What changed
The fixed repo rate under the Liquidity Adjustment Facility was increased by 25 basis points from 4.75% to 5.0%, effective March 20, 2010. Consequently, the standing liquidity facilities—export credit refinance for banks and collateralised liquidity support for primary dealers—will be priced at the revised repo rate.
What it means for you
Banks and primary dealers will face higher borrowing costs for these standing facilities, directly impacting their liquidity management and net interest margins. This signals RBI's intent to tighten monetary policy, likely to curb inflationary pressures, and may lead to a gradual increase in lending rates for end borrowers.
What you must do
- Review your bank's reliance on export credit refinance and assess the impact of the 25 bps hike on funding costs.
- Communicate the revised rate to treasury and ALCO teams for immediate liquidity planning.
- Evaluate the need to adjust lending rates or deposit rates to maintain net interest margins.

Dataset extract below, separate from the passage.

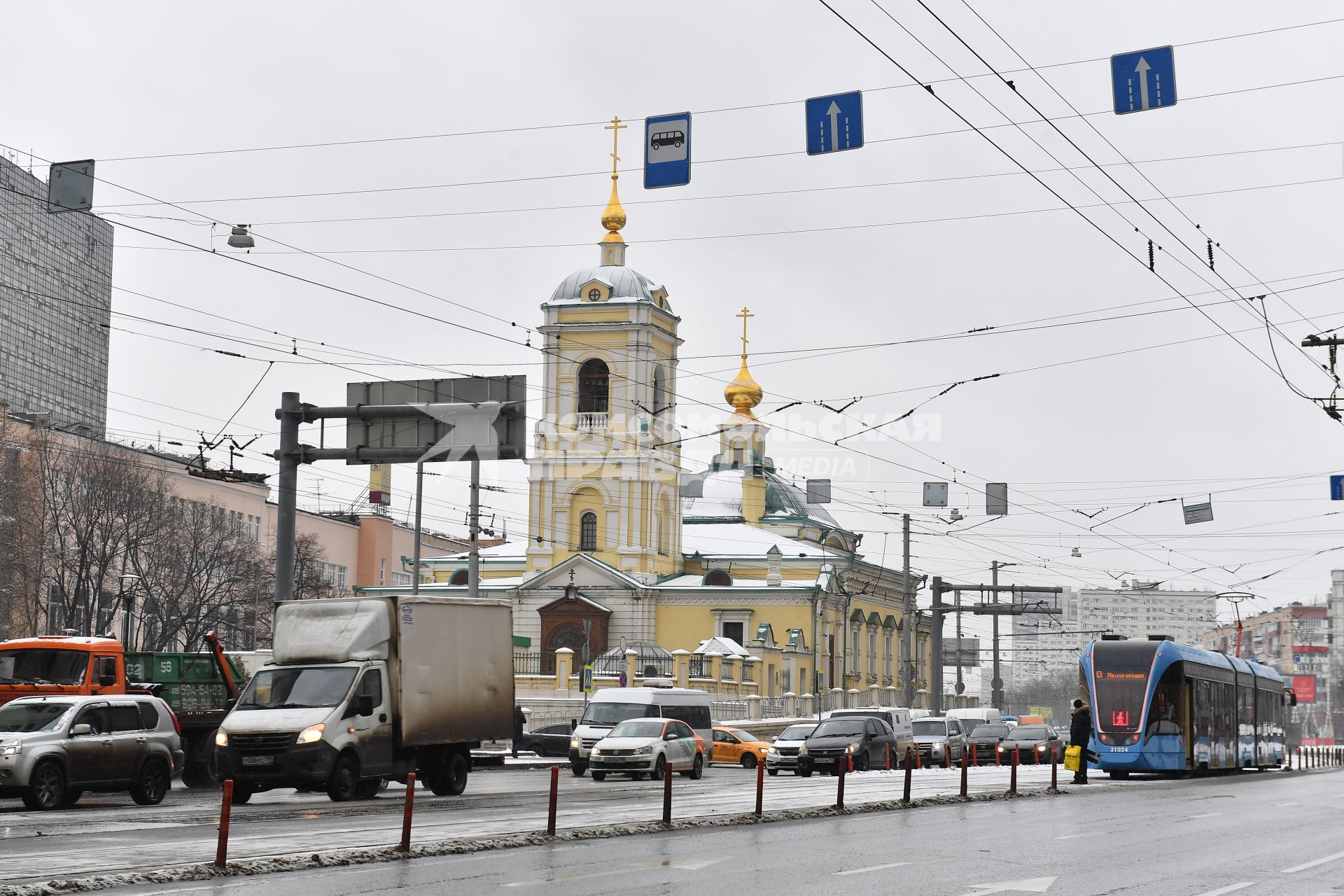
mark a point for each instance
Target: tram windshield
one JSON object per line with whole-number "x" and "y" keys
{"x": 1120, "y": 681}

- Monitor RBI's future policy actions for further rate changes and adjust liquidity buffers accordingly.
Who it affects
All scheduled banks (excluding RRBs) availing export credit refinance, Primary dealers using collateralised liquidity support, Treasury and ALCO teams managing short-term liquidity
What is the effective date of the new repo rate?
The revised repo rate of 5.0% applies from March 20, 2010, as stated in the circular.
Does this change affect all standing liquidity facilities?
Yes, the circular specifies that both export credit refinance for banks and collateralised liquidity support for primary dealers will be available at the revised repo rate.
Are Regional Rural Banks covered by this circular?
No, the circular explicitly excludes Regional Rural Banks from its scope.